But we (we can’t really blame it on our forebears; we have the same nature) chose to do things our own way. We didn’t want to be the kids who still had so much to learn; we wanted to take the fast track and be the ones in charge. So we took the pattern God gave us and redrew it along our own lines. We didn’t want to fit ourselves into God’s pattern; we wanted God’s pattern altered to fit us.

So the pattern of this world has been set according to human ideas, and the world expects us to tailor our lives to fit it. Like a sewing pattern, it offers options for some different looks and comes in various sizes, but the basic elements are standard. Some sections are cut after God’s pattern, but others are own own creation.
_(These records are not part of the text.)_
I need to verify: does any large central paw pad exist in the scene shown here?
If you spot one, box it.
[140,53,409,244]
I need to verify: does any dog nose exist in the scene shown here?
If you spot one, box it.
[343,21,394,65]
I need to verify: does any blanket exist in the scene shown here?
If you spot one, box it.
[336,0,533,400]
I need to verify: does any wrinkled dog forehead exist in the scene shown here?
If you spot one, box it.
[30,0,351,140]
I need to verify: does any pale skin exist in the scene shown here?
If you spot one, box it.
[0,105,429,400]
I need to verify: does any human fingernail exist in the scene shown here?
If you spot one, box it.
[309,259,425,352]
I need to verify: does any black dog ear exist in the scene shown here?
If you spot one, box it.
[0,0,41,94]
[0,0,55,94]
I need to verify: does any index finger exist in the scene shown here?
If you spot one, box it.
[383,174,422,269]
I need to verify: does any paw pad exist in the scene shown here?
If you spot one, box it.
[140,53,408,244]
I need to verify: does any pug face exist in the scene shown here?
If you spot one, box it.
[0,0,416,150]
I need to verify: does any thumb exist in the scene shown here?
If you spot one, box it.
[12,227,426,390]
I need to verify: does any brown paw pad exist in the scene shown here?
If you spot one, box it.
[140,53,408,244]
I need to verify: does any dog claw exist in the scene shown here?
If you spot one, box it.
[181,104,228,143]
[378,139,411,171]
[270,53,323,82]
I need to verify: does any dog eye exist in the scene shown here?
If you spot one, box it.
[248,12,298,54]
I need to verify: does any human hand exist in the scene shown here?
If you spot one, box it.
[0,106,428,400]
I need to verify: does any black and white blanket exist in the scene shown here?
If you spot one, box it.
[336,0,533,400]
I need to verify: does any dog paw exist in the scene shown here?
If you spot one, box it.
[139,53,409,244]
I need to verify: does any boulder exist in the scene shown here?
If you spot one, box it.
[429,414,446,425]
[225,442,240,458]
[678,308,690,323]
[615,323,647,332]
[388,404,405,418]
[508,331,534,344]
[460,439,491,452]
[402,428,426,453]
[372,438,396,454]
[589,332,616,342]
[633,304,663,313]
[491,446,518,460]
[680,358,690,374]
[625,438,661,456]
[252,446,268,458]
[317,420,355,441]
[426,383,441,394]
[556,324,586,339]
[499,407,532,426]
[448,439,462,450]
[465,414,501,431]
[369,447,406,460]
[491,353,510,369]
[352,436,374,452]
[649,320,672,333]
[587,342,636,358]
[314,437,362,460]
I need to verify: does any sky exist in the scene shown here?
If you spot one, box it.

“Jesus Christ is the same yesterday and today and forever,” says the writer of Hebrews (13:8). “I the Lord do not change,” God affirms in Malachi 3:6. He has one pattern, and one size fits all. The world has patterns with several options, and the patterns change – often radically — along with the fashions of the day. If our desire is to be transformed, we need to recognize the difference between what the world thinks is good and what God knows is good; what is trendy and what is true.

We also have to rely on different material. A tailor learns to use the right fabric when cutting out a garment. The pattern recommends fabrics that are suitable and those that are not. The right pattern and the right material are necessary for a successful outcome.

The world chooses the material of self for its pattern. It’s available in a variety of weights and weaves: from self-giving to self-absorbed, self-denying to self-indulgent, self-conscious to self-righteous. Whatever the fabric, self is woven through it. The pattern states clearly that this self-fabric is guaranteed for life and whatever comes after. It will cover us if we keep to the pattern; we can be the tailors of our own lives. We can make ourselves good, with or without God (who, according to the world’s pattern, is optional and takes many forms.)

Isaiah has a different description of our attempts to use our own raw material to follow this pattern: “. . . all our righteous acts are like filthy rags.”(64:6). He also tells us where to get what we need: “. . . God . . . has clothed me with garments of salvation and arrayed me in a robe of his righteousness. . . “ (61:10).

We live in this world, so conforming comes naturally. Our minds are trained to conform to what is around us. If we want to be transformed, Paul says, our minds have to be reformed.